Havana cafe offers paid jobs to young people with Down syndrome, autism
At Mazón and Neptuno, Liva turned a bright yellow corner cafe into paid work for about a dozen young Cubans with Down syndrome and autism.

A bright yellow cafe on a busy central Havana corner is trying to do something Cuba’s crisis economy rarely makes easy: offer steady, paid work to young people with Down syndrome and autism. Liva, at Mazón and Neptuno, has become a visible test of whether inclusion can survive when ordinary jobs are scarce, unstable and often out of reach.
The project took shape in February and formally opened on March 21, 2026, as the island was sliding into another emergency cycle of fuel shortages and state-sector cuts meant to save energy. Liva is part of Cielos Abiertos and takes its name from Liván Valle, the son of project director Mariolis Escobar. About a dozen young workers, between 20 and 35 years old, are employed there as waiters or kitchen assistants and earn roughly 1,000 Cuban pesos a day.

What makes the cafe stand out is not only who it hires, but how it is staffed. Alongside the young employees, Liva includes a special education specialist and a psychologist, a setup that gives the place routines, supervision and support beyond a symbolic hiring campaign. Escobar has framed the effort as a way to give her children and others like them a profession, fair pay and a sense of empowerment, and the daily work at the counter has turned that idea into something visible on one of Havana’s busiest streets.

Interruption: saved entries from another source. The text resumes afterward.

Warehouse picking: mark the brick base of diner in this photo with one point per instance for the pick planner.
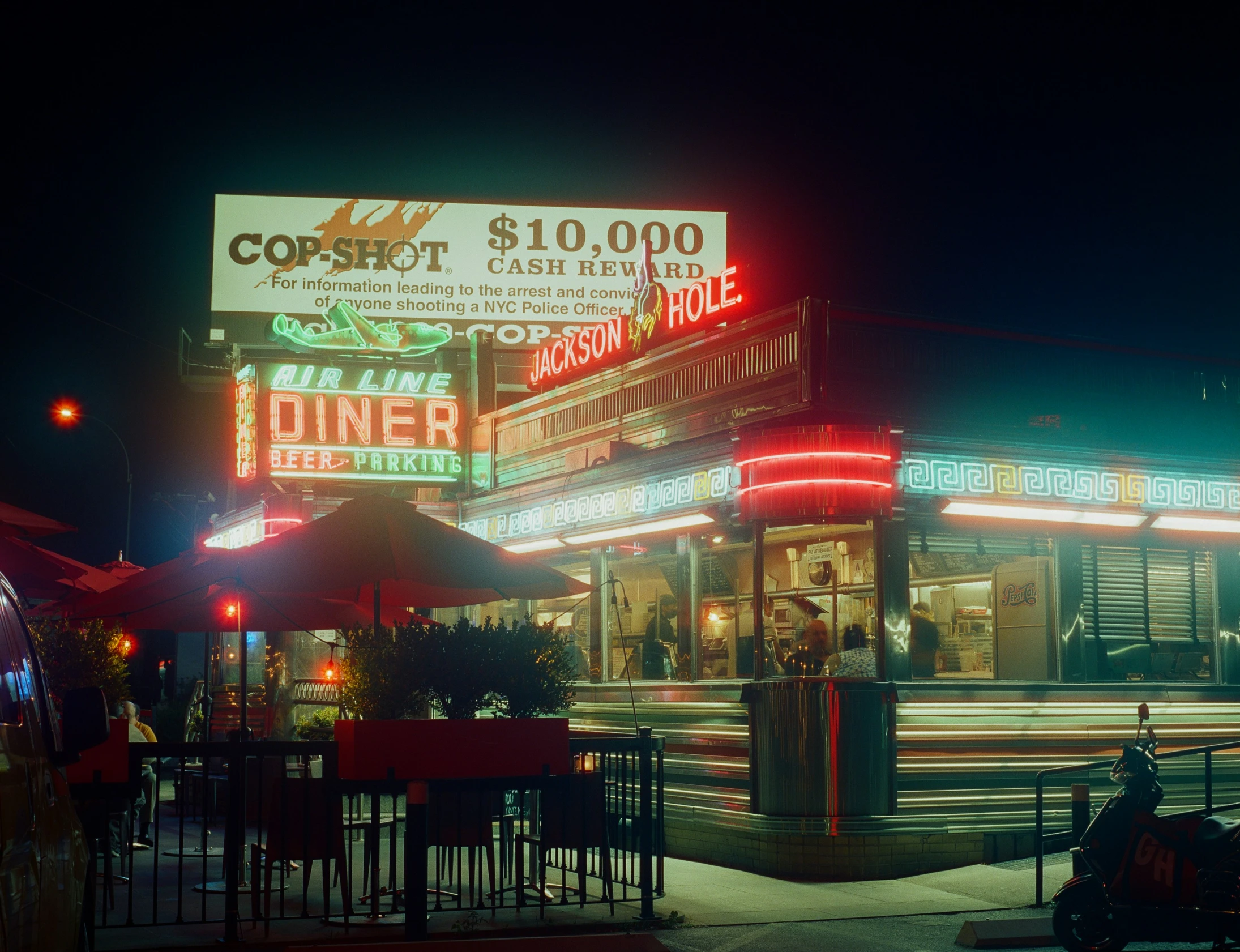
(824, 857)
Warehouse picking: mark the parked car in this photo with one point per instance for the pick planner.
(42, 848)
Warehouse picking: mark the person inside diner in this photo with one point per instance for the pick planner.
(856, 661)
(923, 641)
(659, 635)
(809, 658)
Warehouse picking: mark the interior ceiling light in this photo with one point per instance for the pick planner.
(1196, 524)
(676, 522)
(536, 546)
(1046, 514)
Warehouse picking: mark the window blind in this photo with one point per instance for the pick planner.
(1145, 593)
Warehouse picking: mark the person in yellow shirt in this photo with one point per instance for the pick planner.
(147, 780)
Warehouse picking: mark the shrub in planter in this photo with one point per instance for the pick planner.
(318, 727)
(535, 671)
(82, 655)
(381, 676)
(459, 666)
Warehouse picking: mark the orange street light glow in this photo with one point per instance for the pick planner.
(65, 415)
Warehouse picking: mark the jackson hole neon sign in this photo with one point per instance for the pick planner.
(349, 423)
(656, 318)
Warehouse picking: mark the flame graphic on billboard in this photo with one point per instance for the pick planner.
(399, 222)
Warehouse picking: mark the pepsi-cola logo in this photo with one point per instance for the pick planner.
(1025, 594)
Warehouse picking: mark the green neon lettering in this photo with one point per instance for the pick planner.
(329, 378)
(411, 382)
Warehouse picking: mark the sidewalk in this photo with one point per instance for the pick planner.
(705, 895)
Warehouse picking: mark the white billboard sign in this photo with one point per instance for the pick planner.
(525, 273)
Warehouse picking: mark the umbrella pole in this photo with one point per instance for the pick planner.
(243, 664)
(377, 622)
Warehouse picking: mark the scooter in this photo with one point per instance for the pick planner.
(1150, 879)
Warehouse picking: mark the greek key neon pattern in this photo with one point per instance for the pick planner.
(943, 475)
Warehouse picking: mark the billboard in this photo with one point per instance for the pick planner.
(529, 274)
(353, 422)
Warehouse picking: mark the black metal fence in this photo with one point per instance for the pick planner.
(230, 833)
(1209, 806)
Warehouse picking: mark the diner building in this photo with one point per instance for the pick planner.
(869, 574)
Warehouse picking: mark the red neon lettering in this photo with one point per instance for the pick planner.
(392, 418)
(448, 424)
(694, 315)
(277, 417)
(675, 309)
(320, 417)
(347, 416)
(709, 308)
(725, 287)
(1165, 865)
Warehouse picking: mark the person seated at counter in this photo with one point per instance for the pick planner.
(923, 641)
(659, 633)
(809, 658)
(856, 661)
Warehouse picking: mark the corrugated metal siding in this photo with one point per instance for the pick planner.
(970, 762)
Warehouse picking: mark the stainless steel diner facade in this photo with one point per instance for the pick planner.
(1058, 546)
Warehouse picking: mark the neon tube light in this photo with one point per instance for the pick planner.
(679, 522)
(538, 546)
(836, 481)
(1188, 522)
(1045, 514)
(819, 454)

The cafe also lands inside a wider disability landscape that makes the stakes clearer. UNICEF says Cuba’s 2012 census registered 41,374 children and adolescents with disabilities. It also says the country had 355 special schools with 33,975 students in the 2017-2018 school year, while 1,978 mainstream schools were providing educational support to 11,037 children and adolescents with disabilities. The World Health Organization says disability is shaped not only by health conditions such as autism, but also by inaccessible transport, buildings and limited social support, factors that can decide whether formal rights become real opportunity.
That is what gives Liva its wider meaning in Havana right now. OnCuba reported in May 2026 that Cuba’s structural crisis and oil-related pressure had forced hundreds of small businesses to close or suspend operations, which makes a functioning private cafe employing people with disabilities feel less like a feel-good exception and more like a survival model under strain. At Mazón and Neptuno, the lesson is plain: in a country where stability is thin, inclusion has to be built into the work itself.